|Merriweather | photo: miradessy|
My husband and I were fortunate enough to be able to take a Wild Edibles Foraging Tour with Merriweather today. He’s always interesting and engaging, offering an amazing depth and breadth of information about edible, non-edible, and medicinal plants.
The ground was very wet and muddy at the Spring Creek Greenway Nature Center due to all of the rain we’ve had lately. And trust me, all of that rain is a good thing after the drought we’ve had for the last two years. However the muddy terrain didn’t hold back our eagerness to follow Merriweather over log and trail in pursuit of the knowledge he had to share.
There are rules to wildcrafting or edible foraging:
1. Respect the law – in Texas it is a crime, carrying fines of up to $500, to rustle. That includes plants.

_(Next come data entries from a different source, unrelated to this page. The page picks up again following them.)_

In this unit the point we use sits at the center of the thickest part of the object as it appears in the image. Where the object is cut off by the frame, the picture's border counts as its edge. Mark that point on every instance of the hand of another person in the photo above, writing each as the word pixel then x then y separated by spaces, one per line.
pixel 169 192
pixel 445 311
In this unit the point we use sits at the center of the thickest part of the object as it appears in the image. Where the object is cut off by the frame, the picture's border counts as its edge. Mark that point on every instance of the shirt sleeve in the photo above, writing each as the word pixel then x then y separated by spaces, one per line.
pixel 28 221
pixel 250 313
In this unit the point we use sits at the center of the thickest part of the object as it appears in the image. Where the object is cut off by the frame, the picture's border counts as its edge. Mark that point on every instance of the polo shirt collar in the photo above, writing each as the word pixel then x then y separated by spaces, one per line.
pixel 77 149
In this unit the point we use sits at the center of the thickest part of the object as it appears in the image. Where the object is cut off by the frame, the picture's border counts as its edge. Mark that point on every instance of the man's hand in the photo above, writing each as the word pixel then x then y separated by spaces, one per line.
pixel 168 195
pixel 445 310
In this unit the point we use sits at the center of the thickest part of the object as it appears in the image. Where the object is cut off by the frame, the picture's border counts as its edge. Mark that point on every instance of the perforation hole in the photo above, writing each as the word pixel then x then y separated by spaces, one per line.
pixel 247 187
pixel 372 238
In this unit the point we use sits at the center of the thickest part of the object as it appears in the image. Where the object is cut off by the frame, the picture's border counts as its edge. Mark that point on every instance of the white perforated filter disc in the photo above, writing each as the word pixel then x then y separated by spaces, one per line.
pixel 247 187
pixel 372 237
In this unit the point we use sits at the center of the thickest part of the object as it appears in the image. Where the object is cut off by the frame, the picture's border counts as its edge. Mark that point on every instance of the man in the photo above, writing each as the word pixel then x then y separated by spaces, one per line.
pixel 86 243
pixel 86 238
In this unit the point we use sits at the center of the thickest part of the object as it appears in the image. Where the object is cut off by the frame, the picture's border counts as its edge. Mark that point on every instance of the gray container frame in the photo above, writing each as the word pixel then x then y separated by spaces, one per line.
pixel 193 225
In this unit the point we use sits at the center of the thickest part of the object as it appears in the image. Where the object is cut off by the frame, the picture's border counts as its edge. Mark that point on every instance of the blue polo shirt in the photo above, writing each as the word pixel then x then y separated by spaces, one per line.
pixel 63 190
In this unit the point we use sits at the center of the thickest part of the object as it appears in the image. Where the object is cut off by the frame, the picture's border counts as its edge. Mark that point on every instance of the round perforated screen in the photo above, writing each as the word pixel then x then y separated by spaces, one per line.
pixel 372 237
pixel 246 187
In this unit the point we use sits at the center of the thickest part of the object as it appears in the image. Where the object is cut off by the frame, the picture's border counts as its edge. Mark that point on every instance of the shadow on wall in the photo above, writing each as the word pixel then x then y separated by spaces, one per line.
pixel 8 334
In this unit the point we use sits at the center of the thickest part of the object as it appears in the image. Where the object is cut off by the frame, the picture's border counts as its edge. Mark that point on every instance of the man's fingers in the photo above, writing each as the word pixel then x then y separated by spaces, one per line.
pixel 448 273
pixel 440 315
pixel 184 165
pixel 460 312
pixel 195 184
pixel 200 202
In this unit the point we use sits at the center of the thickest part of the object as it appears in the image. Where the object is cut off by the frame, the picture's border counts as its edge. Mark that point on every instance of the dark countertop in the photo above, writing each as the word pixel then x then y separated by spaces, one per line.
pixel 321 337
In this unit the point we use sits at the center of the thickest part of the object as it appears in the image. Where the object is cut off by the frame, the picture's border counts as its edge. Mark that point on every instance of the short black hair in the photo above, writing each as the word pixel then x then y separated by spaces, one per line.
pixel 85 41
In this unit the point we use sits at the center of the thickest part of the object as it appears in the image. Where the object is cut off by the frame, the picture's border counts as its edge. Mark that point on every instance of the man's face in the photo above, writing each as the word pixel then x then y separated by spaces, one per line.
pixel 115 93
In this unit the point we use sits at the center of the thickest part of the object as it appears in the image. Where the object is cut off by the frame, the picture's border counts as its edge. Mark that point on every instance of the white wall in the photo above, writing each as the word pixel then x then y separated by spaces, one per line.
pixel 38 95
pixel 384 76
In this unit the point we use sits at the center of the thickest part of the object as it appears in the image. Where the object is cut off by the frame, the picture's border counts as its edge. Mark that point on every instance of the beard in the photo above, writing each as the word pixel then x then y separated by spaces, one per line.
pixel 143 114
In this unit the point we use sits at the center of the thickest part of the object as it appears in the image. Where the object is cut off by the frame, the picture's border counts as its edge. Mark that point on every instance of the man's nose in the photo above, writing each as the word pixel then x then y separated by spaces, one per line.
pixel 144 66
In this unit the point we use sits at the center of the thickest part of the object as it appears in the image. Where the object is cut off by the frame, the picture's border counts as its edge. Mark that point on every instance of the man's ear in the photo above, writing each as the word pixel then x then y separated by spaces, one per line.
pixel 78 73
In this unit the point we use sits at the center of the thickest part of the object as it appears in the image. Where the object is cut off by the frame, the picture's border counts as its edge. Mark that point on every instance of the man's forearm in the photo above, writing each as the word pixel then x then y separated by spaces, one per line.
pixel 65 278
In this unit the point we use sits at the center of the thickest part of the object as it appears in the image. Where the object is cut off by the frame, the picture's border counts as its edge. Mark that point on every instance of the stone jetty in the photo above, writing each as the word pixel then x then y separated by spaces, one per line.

So if you’re going to harvest you need to ask permission first.
2. Respect the land – just like I learned in Girl Scouts all those years ago, leave it cleaner than you found it and if you packed it in, pack it out.
3. Respect the plant – make clean cuts so the plant can stay healthy and do not over-harvest.
4. Respect yourself – know, definitively, what you are picking and planning to eat. Don’t assume because you could be risking your health.
It was a fascinating class and I think everyone was struck by the vast number of edible plants in our environment that we are not aware of. There was a mind-boggling amount of information. Although there are other books out there, I’m waiting for Merriweather to write one of his own because I’m sure it will be good. He has a unique point of view when it comes to sharing this information.
|luna moth | photo: miradessy|
There were lots of neat things to see during the class, not just plants. One was this beautiful luna moth which patiently clung to the branch, allowing us to turn it over so everyone could photograph “the pretty side.”
In spite of the chilly weather, overcast conditions, and muddy terrain everyone appeared to enjoy the expedition tremendously.